Lorena grandit dans la périphérie de Ciudad Guatemala, après que sa famille a été déplacée de force de son territoire ancestral par les propriétaires terriens, comme des milliers d’autres familles indigènes pendant la guerre civile guatémaltèque. Enfant, elle subit des violences sexuelles intrafamiliales. À 15 ans, elle quitte le domicile familial pour fuir l’inceste et commence à construire sa propre voie, refusant de naturaliser la violence.
Malgré un accès tardif à l’école, seulement à 14 ans, elle poursuit des études de psychologie et de médecine transfusionnelle. Elle est soutenue par des femmes inspirantes, comme la docteure Gladys Murga et la philosophe María Rosa Padilla, qui l’initient à une lecture critique et anthropologique des sociétés indigènes.
À 25 ans, Lorena s’installe dans la montagne Xinca de Santa María Xalapán. Elle y découvre une communauté marquée par la pauvreté, la malnutrition, les grossesses adolescentes et les violences sexuelles. Avec d’autres femmes, elle fonde en 2004 l’Association des femmes autochtones de Santa María Xalapán (AMISMAXAJ), qui défend une vision politique inédite : la défense du corps-territoire et du territoire-Terre.
Ce concept central de son engagement affirme que le corps des femmes autochtones est un territoire colonisé, exploité, violé — tout comme la terre qu’elles habitent. La libération de l’un ne peut se faire sans l’autre.
Lorena ne se contente pas de dénoncer les violences coloniales ou étatiques. Elle remet aussi en cause le patriarcat au sein des structures communautaires indigènes : dans sa région, le gouvernement local est composé de 357 hommes et aucune femme. Les guides spirituels sont exclusivement masculins. Elle subit alors des attaques de ses pairs, qui l’accusent d’être « contaminée par les féministes blanches étrangères » et l’excluent de la communauté.

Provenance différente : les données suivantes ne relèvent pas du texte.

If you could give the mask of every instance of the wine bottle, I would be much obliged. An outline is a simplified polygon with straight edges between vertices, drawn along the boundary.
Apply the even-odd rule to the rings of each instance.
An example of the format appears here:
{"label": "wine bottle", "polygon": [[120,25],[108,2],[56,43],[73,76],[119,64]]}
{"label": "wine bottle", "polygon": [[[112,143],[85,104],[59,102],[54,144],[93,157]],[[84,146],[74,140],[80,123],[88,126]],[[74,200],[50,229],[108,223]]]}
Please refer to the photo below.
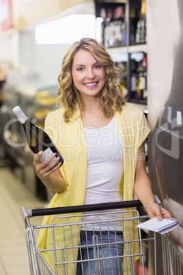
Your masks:
{"label": "wine bottle", "polygon": [[49,138],[48,135],[41,128],[32,123],[22,111],[20,106],[16,106],[13,108],[13,112],[17,116],[18,120],[21,122],[26,136],[27,144],[34,154],[42,150],[43,153],[40,159],[41,163],[44,162],[54,153],[56,156],[48,163],[54,161],[56,157],[59,157],[59,162],[61,165],[64,162],[64,158],[59,152],[58,149]]}

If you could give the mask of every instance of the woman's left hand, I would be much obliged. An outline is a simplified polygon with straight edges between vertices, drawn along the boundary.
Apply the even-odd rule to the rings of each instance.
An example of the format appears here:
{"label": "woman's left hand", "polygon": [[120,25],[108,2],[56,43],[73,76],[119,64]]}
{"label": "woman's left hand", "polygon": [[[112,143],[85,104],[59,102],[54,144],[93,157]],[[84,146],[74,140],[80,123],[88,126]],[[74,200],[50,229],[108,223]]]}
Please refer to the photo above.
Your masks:
{"label": "woman's left hand", "polygon": [[146,210],[148,216],[151,219],[152,218],[157,217],[158,220],[162,220],[163,217],[171,217],[171,215],[168,210],[161,207],[156,202],[150,202]]}

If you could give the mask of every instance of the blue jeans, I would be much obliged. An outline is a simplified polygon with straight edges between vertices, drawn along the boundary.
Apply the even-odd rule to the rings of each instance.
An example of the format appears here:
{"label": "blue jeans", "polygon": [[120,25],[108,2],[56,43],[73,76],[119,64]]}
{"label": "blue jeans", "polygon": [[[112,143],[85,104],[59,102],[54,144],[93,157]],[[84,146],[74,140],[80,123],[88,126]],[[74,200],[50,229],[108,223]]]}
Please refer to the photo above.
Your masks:
{"label": "blue jeans", "polygon": [[78,261],[81,262],[77,264],[76,275],[120,275],[120,256],[124,252],[122,232],[86,232],[81,231]]}

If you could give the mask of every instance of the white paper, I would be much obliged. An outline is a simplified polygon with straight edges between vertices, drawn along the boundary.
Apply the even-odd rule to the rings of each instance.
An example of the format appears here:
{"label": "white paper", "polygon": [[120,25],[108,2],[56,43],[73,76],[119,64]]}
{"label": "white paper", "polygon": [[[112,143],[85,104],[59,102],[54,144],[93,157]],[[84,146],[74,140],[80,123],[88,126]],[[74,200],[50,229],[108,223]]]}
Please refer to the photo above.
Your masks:
{"label": "white paper", "polygon": [[165,234],[175,228],[180,223],[181,221],[180,220],[171,218],[164,218],[163,220],[158,221],[156,217],[137,225],[137,227]]}

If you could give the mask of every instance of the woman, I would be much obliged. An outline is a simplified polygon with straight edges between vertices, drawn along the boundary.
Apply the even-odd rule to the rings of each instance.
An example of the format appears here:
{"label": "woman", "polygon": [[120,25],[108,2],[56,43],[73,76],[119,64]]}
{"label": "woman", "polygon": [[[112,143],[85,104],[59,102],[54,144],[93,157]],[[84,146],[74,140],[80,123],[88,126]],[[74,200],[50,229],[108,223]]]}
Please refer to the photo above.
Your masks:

Malgré cela, elle poursuit son combat contre les projets miniers imposés sans consultation, les OGM, les traités de libre-échange et les spoliations territoriales. En 2013, face aux mobilisations, le gouvernement décrète l’état de siège et militarise la région. Lorena et ses camarades continuent à organiser des manifestations pacifiques, à recueillir des milliers de signatures, et à documenter les violations.

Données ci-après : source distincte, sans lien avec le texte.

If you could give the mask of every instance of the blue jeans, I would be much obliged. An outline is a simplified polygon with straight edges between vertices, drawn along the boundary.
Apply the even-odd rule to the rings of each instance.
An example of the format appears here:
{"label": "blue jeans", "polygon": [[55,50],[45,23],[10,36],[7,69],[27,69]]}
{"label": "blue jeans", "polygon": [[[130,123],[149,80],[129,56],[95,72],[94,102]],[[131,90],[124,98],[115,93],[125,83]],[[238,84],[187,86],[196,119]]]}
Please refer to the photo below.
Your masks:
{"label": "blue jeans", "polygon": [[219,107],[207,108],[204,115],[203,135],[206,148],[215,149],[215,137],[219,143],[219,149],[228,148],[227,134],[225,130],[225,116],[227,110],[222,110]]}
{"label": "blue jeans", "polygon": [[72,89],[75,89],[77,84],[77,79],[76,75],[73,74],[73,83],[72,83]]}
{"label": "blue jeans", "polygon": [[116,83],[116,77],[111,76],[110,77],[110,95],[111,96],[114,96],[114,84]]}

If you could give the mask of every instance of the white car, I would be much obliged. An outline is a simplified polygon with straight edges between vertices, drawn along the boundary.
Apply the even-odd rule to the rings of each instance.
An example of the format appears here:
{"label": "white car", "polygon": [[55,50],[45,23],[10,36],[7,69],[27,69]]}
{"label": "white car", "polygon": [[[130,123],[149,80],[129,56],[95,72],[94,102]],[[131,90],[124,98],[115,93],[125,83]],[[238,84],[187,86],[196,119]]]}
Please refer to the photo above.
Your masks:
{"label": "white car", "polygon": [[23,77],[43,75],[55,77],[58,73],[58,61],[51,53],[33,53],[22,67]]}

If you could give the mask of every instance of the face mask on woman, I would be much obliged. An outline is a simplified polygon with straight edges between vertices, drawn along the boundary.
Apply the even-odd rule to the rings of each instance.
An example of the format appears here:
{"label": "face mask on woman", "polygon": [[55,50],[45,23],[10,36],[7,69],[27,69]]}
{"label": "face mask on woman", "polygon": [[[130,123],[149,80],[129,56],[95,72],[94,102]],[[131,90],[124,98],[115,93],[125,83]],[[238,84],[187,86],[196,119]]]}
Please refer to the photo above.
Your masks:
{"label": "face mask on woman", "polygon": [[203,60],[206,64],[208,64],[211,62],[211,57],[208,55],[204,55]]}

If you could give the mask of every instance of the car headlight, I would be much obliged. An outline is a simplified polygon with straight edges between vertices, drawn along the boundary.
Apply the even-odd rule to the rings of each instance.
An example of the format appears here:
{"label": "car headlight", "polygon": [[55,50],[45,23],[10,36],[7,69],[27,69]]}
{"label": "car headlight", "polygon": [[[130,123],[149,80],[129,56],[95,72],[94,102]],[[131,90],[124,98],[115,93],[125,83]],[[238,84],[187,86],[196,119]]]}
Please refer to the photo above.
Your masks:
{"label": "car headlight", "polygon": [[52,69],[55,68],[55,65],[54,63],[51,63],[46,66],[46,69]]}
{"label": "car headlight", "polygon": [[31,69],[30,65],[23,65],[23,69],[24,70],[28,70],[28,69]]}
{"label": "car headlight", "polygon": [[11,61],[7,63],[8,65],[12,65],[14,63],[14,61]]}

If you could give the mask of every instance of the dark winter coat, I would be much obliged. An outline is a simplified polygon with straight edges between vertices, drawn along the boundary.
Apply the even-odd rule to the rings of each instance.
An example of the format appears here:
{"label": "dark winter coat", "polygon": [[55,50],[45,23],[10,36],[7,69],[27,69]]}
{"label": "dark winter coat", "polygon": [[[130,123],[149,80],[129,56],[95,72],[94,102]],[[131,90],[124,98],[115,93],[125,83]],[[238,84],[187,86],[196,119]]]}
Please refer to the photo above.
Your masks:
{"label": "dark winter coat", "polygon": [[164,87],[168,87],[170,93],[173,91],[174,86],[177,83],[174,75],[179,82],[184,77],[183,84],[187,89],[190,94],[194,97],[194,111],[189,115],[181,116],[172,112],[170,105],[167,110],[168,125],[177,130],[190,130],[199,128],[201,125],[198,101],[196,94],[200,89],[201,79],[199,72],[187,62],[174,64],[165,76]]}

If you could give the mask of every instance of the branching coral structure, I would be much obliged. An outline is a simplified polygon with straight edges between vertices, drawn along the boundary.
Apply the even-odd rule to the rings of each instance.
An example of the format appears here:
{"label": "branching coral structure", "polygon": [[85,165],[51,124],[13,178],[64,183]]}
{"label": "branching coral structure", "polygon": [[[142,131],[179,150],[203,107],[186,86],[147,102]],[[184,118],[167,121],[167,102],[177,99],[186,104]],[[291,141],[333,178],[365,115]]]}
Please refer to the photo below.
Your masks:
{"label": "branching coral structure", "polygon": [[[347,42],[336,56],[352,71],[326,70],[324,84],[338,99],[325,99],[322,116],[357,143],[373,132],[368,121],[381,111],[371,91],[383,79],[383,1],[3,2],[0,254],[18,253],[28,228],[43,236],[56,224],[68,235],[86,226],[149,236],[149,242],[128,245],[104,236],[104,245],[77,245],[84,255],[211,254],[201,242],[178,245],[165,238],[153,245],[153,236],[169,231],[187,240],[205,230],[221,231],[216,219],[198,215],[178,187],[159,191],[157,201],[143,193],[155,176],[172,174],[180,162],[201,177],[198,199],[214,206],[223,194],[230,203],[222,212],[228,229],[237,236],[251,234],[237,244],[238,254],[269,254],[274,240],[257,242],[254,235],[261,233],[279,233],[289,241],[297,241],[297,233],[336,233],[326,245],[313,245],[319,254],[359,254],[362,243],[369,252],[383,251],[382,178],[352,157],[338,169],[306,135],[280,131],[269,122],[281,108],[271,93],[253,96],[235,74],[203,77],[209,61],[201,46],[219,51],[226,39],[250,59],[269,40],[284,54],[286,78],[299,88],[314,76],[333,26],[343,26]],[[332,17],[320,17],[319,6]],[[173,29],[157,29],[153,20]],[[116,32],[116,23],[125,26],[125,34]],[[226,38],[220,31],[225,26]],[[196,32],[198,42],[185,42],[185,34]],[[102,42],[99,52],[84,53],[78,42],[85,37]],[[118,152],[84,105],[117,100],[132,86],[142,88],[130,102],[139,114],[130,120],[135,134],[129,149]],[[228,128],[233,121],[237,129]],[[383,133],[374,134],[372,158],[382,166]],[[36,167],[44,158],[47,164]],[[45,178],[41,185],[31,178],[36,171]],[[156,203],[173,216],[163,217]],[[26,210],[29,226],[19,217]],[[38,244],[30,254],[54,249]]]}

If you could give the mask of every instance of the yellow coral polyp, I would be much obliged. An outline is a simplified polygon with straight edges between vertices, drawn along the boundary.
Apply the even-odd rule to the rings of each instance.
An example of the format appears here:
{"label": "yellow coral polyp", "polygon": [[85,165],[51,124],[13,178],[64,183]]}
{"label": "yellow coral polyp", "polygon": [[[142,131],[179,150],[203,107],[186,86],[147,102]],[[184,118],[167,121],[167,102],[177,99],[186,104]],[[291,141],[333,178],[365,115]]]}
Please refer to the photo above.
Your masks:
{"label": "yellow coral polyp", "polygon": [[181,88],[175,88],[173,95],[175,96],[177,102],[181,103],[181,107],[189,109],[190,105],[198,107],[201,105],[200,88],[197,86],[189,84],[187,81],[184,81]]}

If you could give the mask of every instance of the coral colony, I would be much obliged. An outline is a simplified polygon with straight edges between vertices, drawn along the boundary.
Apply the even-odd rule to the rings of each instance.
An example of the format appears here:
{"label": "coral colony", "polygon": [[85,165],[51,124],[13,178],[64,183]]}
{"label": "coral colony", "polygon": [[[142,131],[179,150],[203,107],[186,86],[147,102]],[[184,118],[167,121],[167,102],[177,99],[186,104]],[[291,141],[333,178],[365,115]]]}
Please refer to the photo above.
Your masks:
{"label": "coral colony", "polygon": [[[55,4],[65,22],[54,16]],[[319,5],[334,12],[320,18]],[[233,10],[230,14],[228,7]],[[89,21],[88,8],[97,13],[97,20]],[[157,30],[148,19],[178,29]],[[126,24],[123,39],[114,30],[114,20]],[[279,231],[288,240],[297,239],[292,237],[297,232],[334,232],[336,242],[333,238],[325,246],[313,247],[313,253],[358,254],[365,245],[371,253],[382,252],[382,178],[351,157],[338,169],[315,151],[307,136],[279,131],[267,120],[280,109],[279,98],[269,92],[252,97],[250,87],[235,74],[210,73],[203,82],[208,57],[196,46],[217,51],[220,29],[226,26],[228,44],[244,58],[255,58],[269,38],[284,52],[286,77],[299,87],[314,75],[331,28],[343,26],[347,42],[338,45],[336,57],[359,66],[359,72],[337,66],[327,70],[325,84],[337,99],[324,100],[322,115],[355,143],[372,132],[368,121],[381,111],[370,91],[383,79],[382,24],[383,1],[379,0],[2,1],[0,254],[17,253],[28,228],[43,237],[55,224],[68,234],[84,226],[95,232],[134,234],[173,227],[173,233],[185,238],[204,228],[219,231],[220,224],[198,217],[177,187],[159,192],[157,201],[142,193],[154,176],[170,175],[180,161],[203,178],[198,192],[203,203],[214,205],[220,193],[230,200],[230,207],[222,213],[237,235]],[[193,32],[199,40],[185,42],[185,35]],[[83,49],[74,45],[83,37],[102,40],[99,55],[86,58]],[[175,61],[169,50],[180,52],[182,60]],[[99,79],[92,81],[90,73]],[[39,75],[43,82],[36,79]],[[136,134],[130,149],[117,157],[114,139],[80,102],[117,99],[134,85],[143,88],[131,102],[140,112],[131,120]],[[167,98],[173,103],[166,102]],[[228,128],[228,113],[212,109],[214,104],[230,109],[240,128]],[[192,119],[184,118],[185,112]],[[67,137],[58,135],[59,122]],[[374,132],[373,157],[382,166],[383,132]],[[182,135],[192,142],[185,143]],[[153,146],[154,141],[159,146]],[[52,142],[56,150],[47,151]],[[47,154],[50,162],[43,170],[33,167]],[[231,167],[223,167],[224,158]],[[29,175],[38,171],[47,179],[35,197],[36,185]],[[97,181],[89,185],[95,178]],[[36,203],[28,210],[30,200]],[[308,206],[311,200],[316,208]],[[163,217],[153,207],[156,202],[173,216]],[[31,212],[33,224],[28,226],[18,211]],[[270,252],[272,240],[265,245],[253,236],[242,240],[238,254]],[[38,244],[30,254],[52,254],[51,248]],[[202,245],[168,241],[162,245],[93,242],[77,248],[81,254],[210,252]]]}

🌿 Guérison ancestrale et spiritualité féministe
Lorena se définit aussi comme guérisseuse, fille de la cosmologie Maya Xinca. Elle cofonde la Red de Sanadoras Ancestrales del Feminismo Comunitario, un réseau de femmes qui mêlent soins traditionnels, spiritualité et action politique. Pour elle, la guérison est un acte de résistance : soigner les corps, c’est aussi réparer les mémoires coloniales, les violences sexuelles et les blessures historiques.

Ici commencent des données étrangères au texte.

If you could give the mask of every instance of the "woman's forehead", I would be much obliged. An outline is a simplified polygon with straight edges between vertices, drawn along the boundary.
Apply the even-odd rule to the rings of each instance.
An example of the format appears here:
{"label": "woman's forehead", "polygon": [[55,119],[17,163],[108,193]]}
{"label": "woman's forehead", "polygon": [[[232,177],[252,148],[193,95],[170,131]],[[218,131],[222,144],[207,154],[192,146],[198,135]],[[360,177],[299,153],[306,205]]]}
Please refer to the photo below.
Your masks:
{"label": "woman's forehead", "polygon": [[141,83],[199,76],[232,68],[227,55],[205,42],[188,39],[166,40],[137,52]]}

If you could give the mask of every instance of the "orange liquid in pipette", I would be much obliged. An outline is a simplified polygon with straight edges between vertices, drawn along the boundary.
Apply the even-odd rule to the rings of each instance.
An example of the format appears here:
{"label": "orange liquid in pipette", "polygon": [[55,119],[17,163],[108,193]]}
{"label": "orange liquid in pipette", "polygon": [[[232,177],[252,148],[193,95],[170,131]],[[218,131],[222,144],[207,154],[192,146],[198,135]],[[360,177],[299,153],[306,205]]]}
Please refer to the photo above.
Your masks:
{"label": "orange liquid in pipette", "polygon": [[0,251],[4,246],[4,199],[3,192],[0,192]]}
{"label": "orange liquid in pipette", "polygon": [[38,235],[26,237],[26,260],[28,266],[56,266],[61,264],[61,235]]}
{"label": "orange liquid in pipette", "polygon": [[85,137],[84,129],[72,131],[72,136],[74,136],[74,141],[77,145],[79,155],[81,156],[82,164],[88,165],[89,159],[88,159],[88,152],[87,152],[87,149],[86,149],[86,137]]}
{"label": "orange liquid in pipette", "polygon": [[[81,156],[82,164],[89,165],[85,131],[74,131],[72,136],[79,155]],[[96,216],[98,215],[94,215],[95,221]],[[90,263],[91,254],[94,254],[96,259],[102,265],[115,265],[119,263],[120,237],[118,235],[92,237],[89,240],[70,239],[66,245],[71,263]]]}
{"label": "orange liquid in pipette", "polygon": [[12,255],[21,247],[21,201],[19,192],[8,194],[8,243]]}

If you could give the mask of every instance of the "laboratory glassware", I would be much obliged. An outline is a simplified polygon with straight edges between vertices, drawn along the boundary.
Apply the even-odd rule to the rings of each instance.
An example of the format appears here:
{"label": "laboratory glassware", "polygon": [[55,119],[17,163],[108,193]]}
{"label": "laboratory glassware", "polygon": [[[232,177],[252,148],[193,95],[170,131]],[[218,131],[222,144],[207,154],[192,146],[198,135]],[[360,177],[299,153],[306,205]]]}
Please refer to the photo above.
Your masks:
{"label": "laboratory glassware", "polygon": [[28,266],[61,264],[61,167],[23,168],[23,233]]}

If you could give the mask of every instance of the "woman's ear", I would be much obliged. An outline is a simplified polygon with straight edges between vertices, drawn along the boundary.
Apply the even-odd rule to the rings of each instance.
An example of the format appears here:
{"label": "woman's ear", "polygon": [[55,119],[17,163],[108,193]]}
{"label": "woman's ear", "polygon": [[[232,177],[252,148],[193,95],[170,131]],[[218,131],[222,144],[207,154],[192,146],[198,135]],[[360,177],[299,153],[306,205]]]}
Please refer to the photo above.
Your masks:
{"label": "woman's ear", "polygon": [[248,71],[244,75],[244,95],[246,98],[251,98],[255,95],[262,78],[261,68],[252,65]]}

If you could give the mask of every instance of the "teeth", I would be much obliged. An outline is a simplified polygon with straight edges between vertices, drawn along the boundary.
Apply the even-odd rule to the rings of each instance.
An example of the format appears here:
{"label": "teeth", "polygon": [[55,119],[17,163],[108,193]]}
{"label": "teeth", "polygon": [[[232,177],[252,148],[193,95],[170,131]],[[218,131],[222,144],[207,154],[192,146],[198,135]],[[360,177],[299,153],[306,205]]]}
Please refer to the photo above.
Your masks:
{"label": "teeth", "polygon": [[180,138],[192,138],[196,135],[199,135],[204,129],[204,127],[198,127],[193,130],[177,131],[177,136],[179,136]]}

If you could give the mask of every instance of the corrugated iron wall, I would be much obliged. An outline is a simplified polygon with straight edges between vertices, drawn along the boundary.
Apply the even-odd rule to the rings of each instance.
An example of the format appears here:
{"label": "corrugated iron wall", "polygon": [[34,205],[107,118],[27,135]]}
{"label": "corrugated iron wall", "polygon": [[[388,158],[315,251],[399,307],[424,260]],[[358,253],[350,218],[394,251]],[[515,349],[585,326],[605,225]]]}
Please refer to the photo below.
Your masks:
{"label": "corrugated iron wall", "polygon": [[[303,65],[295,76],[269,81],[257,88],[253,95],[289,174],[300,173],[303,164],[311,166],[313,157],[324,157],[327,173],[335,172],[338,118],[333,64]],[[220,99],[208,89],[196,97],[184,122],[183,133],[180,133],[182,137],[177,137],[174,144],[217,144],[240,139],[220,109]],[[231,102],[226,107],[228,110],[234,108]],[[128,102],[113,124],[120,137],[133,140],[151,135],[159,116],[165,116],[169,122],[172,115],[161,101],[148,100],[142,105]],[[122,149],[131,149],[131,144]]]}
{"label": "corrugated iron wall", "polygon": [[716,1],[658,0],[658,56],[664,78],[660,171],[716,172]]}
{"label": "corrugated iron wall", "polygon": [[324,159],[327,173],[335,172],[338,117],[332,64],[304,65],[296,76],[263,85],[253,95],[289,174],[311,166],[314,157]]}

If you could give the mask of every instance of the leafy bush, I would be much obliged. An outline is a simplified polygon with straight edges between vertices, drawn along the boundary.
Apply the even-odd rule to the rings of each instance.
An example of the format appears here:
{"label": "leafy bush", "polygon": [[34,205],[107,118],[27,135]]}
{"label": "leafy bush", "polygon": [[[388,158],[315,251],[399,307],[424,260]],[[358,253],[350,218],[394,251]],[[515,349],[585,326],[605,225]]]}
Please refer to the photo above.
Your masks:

Elle crée une université populaire locale, où elle enseigne la lecture, l’écriture et l’éducation sexuelle. Elle milite pour une autonomie reproductive, une justice réparatrice et une transmission intergénérationnelle des savoirs féminins.
Lorena Cabnal incarne un féminisme radicalement enraciné, qui refuse les séparations entre écologie, spiritualité, justice sociale et libération des femmes. Sa voix, à la fois douce et tranchante, nous rappelle que résister, c’est aussi guérir, transmettre et habiter autrement le monde.